TNBK tidak pernah memberikan penjelasan memadai dan terbuka mengenai kedudukannya di tanah ulayat, pemilik tanahkah, penumpangkah. Bila TNBK adalah pemilik tanah, kapan orang Hovongan menyerahkan tanah ulayatnya pada TNBK untuk dijadikan sebagai taman nasional dan bagaimana prosesnya ? Bila numpang atau pinjam, kenapa TNBK berusaha mengatur dan membatasi dan melarang aktivitas hidup masyarakat seolah-olah TNBK-lah yang menguasai tanah tersebut ?

Sebagai reaksi terhadap keadaan tersebut, beberapa bulan lalu masyarakat Tanjung Lokang menyegel kantor resort TNBK di desa dan masih berlangsung sampai saat ini. Menghadapi permasalahan ini, TNBK selalu mengatakan bahwa yang melakukan penyegelan tersebut hanya “segelintir orang”, alhasil hanya meminta bantuan kepala desa membuka segel, dan bahkan mengancam akan menangkap dan memenjarakan yang melakukan penyegelan. Pandangan dan sikap TNBK terhadap penyegelan kantor resortnya di Tanjung Lokang semakin menunjukkan tidak adanya itikad untuk memahami aspirasi dann kepentingan rakyat dengan sungguh-sungguh. Ungkapan-ungkapan TNBK yang menyatakan bahwa penyegelan ini dilakukan oleh “sebagian” masyarakat sangat tidak berdasar dan hanya upaya meredam perlawanan masyarakat dengan upaya yang kejam dengan memecah belah kekerabatan di desa. Tidak hanya itu. 
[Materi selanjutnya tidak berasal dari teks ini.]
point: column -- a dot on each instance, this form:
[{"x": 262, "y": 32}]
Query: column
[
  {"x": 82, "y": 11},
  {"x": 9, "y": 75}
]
Pandangan TNBK yang menganggap masalah ini sebagai ulah sebagian kecil orang adalah keliru dan menyakitkan. Akibat dari pandangan ini, TNBK berusaha menekan kepala desa dan temenggung bahkan menyebar-luaskan ancaman penangkapan terhadap yang dianggap pelaku. Cara-cara semacam itu selain tidak akan membuahkan hasil bahkan semakin memperuncing pertentangan orang Hovongan dengan TNBK. Perlu dijelaskan bahwa ini adalah aspirasi seluruh orang Hovongan karena kami sangat berkepentingan untuk mempertahankan hukum adat dan tanah ulayat untuk berladang, kerja emas dan berburu. Sehingga kepala desa dan temenggung atau siapapun pun harus tunduk pada kepentingan orang banyak. Bila ingin menyelesaikan masalah ini maka TNBK harus meminta bantuan pimpinan suku dan pimpinan desa untuk bertemu dengan seluruh masyarakat dan memberikan keterangan sebenar-benarnya mengenai status hukum adat atas tanah ulayat kami. Kami yang berhak mengatur TNBK atau TNBK yang berhak mengatur kami, ini akan memperjelas siapa sesungguhnya pemilik tanah ini sekarang “tutur masyarakat Punan Hovongan”.    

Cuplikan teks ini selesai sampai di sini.